The AI powering your credit card fraud detection, the AI drafting your team’s content, and the AI researchers are working toward next represent fundamentally different levels of capability. Where a given system sits on that progression changes how you deploy it, what you invest in, and what you should realistically expect from it.

Narrow AI: The AI You Already Use Every Day

Artificial Narrow Intelligence, or ANI, describes systems built to perform a specific task or a defined set of tasks. A fraud detection system evaluates millions of transactions in real time, flagging suspicious activity in milliseconds. It cannot write a summary, answer a question, or do anything outside the task it was built for. That focus is precisely what allows these systems to reach a level of speed and accuracy no human team could match.

Most of the AI you interact with today is narrow AI: the Netflix recommendation engine, voice recognition in Alexa and Siri, and the spam filters in your inbox. It is already embedded in everyday technology.

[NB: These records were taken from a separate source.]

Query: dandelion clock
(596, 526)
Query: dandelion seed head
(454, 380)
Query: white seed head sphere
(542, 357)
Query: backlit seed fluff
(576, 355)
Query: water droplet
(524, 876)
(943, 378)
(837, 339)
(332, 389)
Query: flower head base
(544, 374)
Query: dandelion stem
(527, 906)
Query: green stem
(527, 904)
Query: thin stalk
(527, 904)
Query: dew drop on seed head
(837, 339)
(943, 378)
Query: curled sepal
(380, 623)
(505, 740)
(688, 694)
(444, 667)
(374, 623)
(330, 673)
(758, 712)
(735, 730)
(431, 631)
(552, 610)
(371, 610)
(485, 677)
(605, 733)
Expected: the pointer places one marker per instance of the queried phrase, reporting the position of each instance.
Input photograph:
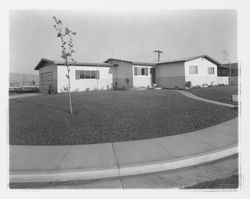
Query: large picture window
(193, 69)
(210, 70)
(140, 71)
(87, 74)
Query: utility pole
(158, 52)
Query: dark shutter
(97, 75)
(78, 74)
(135, 71)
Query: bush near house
(217, 93)
(109, 116)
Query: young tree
(66, 36)
(226, 58)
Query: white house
(83, 76)
(117, 73)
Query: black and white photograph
(124, 100)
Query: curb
(126, 170)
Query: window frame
(191, 71)
(141, 71)
(208, 70)
(87, 74)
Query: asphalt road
(170, 179)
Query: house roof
(232, 65)
(189, 59)
(165, 62)
(132, 62)
(43, 61)
(107, 63)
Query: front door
(152, 72)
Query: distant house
(224, 69)
(117, 73)
(229, 70)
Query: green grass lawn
(109, 116)
(219, 93)
(231, 182)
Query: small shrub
(211, 84)
(188, 84)
(204, 85)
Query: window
(87, 74)
(193, 69)
(140, 71)
(210, 70)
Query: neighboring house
(224, 69)
(229, 70)
(117, 73)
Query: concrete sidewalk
(82, 162)
(24, 95)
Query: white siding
(142, 80)
(104, 81)
(202, 77)
(170, 75)
(122, 72)
(44, 85)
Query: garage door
(45, 81)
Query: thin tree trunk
(69, 94)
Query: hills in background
(19, 79)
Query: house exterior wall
(104, 82)
(122, 72)
(141, 80)
(44, 86)
(170, 75)
(202, 77)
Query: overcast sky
(128, 35)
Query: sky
(129, 35)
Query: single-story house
(118, 73)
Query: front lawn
(231, 182)
(218, 93)
(109, 116)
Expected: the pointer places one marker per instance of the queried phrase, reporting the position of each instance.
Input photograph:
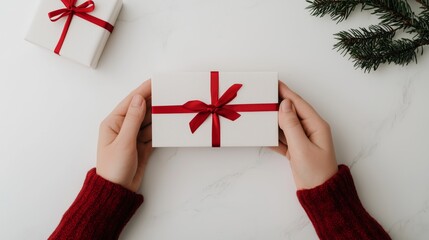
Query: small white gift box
(75, 29)
(215, 109)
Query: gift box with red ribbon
(75, 29)
(215, 109)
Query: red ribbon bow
(218, 107)
(81, 11)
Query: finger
(145, 150)
(291, 126)
(133, 120)
(145, 135)
(109, 129)
(281, 148)
(148, 118)
(303, 109)
(144, 90)
(282, 137)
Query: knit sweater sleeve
(100, 210)
(336, 212)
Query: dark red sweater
(102, 209)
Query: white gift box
(256, 101)
(84, 41)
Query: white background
(51, 108)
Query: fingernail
(285, 106)
(137, 101)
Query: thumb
(291, 125)
(133, 119)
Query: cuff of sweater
(334, 209)
(101, 209)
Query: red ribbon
(81, 11)
(218, 107)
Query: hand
(305, 140)
(125, 140)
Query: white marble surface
(51, 107)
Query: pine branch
(356, 38)
(401, 52)
(424, 3)
(372, 46)
(395, 12)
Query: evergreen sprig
(375, 45)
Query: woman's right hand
(306, 140)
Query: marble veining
(51, 109)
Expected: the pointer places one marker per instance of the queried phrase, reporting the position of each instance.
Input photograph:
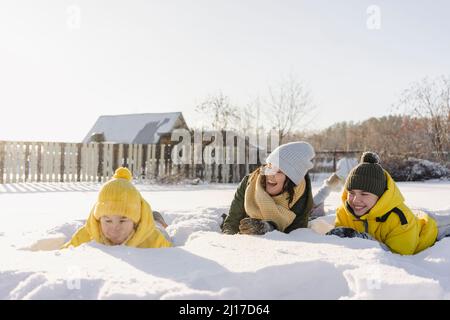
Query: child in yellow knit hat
(121, 217)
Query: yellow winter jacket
(391, 222)
(146, 234)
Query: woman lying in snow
(373, 208)
(121, 216)
(278, 195)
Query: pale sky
(58, 74)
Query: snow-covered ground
(205, 264)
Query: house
(144, 128)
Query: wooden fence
(96, 162)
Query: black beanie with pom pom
(368, 175)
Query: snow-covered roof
(143, 128)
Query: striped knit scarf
(260, 205)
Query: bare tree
(220, 110)
(288, 107)
(430, 99)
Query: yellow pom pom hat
(118, 196)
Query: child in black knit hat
(373, 208)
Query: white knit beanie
(293, 159)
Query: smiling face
(116, 228)
(275, 180)
(361, 201)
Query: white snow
(205, 264)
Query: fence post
(2, 161)
(27, 162)
(115, 163)
(144, 160)
(79, 146)
(61, 163)
(39, 162)
(126, 147)
(100, 162)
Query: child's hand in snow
(254, 226)
(344, 232)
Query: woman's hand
(254, 226)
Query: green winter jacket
(301, 208)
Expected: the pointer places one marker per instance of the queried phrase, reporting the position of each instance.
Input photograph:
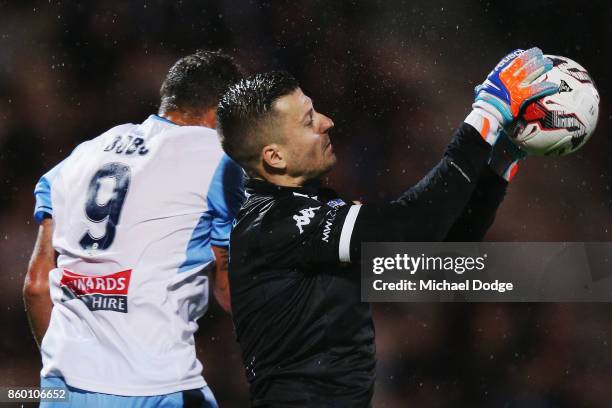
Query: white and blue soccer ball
(562, 123)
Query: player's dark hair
(196, 82)
(244, 110)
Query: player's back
(135, 211)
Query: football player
(138, 216)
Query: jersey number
(108, 211)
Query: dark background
(397, 78)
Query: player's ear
(273, 157)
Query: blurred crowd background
(397, 78)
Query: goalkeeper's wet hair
(245, 115)
(195, 83)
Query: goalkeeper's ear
(273, 158)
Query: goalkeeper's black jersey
(307, 339)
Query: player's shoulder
(194, 141)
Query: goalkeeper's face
(304, 143)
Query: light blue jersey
(198, 398)
(135, 213)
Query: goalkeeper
(307, 339)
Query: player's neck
(285, 180)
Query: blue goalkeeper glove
(507, 90)
(509, 87)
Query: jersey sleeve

Generative AI: A Significant Leap Within Narrow AI

A person leaping

Generative AI sits within the narrow AI category, but it represents a meaningful capability expansion over earlier narrow AI systems. A single model like ChatGPT or Google Gemini can draft a contract, explain a technical concept, summarize a research paper, and write functional software.

The distinction matters for how organizations deploy it. Earlier narrow AI required you to identify a specific, well-defined task and build or acquire a system for it. Generative AI is more flexible. The practical question shifts from “what task can this system do?” to “where does this system’s output require experienced human review, and where is it reliable enough to act on?”

AGI: The Capability Researchers Are Working Toward

Artificial General Intelligence, or AGI, does not exist yet. It refers to a system that can learn, reason, and apply intelligence across any domain, the way a human can draw on experience from one context and apply it to an entirely unfamiliar one, without being retrained for each new situation.

Every AI system today, including the most advanced generative models, operates within boundaries set during training. AGI would not need a human to define the task. It would figure that out on its own.

How close is it? Researchers and AI lab leaders disagree sharply. Some believe AGI is within a few years. Others, including prominent researchers like Yann LeCun at Meta, argue the current path of large language models does not lead there at all, and that fundamental architectural breakthroughs would be required.

What is clear is that AGI, if it arrives, would not be an incremental step forward from generative AI. It would change the nature of what AI can do, with significant consequences for how organizations are structured, how decisions get made, and what kinds of work remain distinctly human.